Red phase places heightened emphasis on assimilation into the Army. Though it may be perceived as the hardest of the three phases, in actuality, it’s the least physically intensive. Given the stark adjustment into basic training, recruits often experience “growing pains” the most in Red Phase. Overtime, all humans reach homeostasis and naturally adjust, especially mentally. This is necessary because Red Phase feels a lot like failure. Over and over again.

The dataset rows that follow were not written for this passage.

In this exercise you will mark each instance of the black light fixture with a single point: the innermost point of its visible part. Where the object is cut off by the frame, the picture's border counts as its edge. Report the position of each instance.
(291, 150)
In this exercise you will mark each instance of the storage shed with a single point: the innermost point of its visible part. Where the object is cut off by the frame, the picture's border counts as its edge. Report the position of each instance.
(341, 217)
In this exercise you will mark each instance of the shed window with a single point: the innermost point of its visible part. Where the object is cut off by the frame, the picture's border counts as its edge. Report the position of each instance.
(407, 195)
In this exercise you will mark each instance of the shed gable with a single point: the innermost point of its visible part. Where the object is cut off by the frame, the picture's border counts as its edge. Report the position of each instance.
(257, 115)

The following morning was a Sunday, which is intended to be a “down day” as there isn’t any assigned training events. This does NOT mean that they let off the gas pedal in terms of being smoked. We were greeted with pushups, V-ups, or flutter kicks for someone sleeping in the “improper sleep position”, Drill Sergeants are clever in making up rules on the spot for an excuse to smoke their trainees.

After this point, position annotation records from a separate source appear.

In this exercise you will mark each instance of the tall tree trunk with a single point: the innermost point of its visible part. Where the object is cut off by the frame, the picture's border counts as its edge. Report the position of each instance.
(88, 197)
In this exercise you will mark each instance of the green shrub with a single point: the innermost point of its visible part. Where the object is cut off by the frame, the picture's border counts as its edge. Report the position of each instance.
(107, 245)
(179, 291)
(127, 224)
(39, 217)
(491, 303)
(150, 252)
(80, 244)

On Sunday there are three tasks that are to be completed. First: all recruits are given the opportunity to practice their religion. Second: the Barracks will be deep cleaned. Third: recruits will receive meals. Aside from that, Sundays don’t offer much. For those attending Basic Training: always attend a religious service, as it gives you a break from the Barracks or more importantly, Drill Sergeants. At the time I practiced the LDS religion, which was a two hour service (I now practice agnosticism).
The following day we began our Red Phase Objectives. Again, memory may fail to serve in attempt to recall events that occurred nine years ago. During the first week we received an initial APFT (Army Physical Fitness Test), which consisted of a 2 minutes of push-ups, 2 minutes of sit-ups, and a 2 mile run. I failed the test, miserably. We received a host of mandatory briefs in the form of powerpoint. Additionally, we were given our weapons (not guns), which became a new appendage. The first week also focused heavily on D&C (Drill and Ceremony). I learned to sincerely enjoy D&C, especially accompanied with Army Cadence. I’ve always enjoyed the military’s display of discipline. We also navigated various obstacle courses emphasizing the practice of teamwork. Recruits also rappelled down a wall. These events likely would have been enjoyable, however with Drill Sergeants continuing to yell, curse, and smoke their recruits at every opportunity takes the fun out of most events. Unless, of course, someone enjoys being yelled at?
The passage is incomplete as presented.